Engineering the breakthrough
Guided by the underlying mechanism, we have cut the overall energy cost by promoting the transverse motion of domain walls, realised by regulating the mixed polarity penetrating the entire film. This strategy delivers a 25 percent reduction in the coercive field strength while maintaining a high remanent polarisation and completely eliminating wake-up effects across 150 mm-diameter films. To the best of our knowledge, these results are setting a new benchmark for ferroelectric properties and crystal quality.

Our work establishes a universal framework for optimising polarisation switching in wurtzite ferroelectrics. It is a particularly timely advance, offering a solution for addressing the growing demand for energy-efficient computing architectures in the AI era, and providing a clear pathway from fundamental research to industrial applications in memory, logic, and sensing devices.

It’s worth noting that ferroelectric domain walls have been regarded as nanoscale functional interfaces, exhibiting reduced dimensionality and a different symmetry from the host material.
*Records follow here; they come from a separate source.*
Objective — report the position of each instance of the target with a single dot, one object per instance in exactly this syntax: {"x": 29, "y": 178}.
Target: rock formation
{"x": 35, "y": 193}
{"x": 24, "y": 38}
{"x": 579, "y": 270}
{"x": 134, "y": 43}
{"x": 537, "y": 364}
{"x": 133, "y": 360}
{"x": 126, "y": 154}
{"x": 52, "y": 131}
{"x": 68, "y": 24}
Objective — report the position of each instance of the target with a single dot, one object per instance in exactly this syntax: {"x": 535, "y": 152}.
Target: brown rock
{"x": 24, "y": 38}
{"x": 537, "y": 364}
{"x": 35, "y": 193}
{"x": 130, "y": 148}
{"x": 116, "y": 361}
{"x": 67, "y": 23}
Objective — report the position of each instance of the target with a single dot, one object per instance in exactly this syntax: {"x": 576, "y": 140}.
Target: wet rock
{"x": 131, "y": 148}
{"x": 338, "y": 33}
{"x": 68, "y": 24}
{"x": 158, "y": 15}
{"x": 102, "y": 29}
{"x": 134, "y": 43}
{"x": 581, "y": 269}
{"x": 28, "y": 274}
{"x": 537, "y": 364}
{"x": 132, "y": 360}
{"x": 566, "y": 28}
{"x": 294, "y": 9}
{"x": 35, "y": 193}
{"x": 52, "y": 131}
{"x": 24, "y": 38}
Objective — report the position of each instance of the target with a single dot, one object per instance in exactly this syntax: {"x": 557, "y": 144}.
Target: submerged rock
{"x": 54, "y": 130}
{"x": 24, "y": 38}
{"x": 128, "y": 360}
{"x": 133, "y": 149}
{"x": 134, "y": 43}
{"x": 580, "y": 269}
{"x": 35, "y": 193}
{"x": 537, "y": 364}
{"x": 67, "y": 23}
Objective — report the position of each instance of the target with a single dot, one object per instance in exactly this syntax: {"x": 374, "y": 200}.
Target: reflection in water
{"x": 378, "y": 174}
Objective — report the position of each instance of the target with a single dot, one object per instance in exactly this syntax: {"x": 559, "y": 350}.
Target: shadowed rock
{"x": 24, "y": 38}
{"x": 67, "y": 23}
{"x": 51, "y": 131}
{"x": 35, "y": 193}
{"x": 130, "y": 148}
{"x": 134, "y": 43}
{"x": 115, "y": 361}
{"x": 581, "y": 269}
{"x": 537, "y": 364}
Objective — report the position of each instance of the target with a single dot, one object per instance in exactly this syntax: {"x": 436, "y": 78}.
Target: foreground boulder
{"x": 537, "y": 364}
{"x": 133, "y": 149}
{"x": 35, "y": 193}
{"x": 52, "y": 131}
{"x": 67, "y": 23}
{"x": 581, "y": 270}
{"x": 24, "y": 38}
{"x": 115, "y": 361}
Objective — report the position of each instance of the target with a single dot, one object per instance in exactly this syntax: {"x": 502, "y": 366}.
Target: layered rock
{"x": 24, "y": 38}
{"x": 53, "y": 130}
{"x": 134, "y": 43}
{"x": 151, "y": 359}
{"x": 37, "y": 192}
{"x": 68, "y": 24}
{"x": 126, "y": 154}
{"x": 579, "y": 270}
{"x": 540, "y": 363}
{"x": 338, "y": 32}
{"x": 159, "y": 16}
Due to this, they give rise to physical properties that do not exist in the surrounding uniformly polarised domains.

We will now pivot our research, switching our focus to harnessing conductive domain walls as programmable functional elements that could enable precise control over multi-level resistance states and emulate memristive behaviours that are critical for neuromorphic computing. Success will not only pave the way for sub-nanometre device scaling, but also revolutionise integration, by merging memory and computation at the atomic interface. By leveraging domain wall conductivity for synaptic weight modulation, we foresee a new generation of ultra-dense neuromorphic architectures – they could finally bridge the gap between traditional systems and biological brain efficiency. The ability to engineer intelligent nanointerfaces may well define the next frontier in post-Moore’s-law electronics.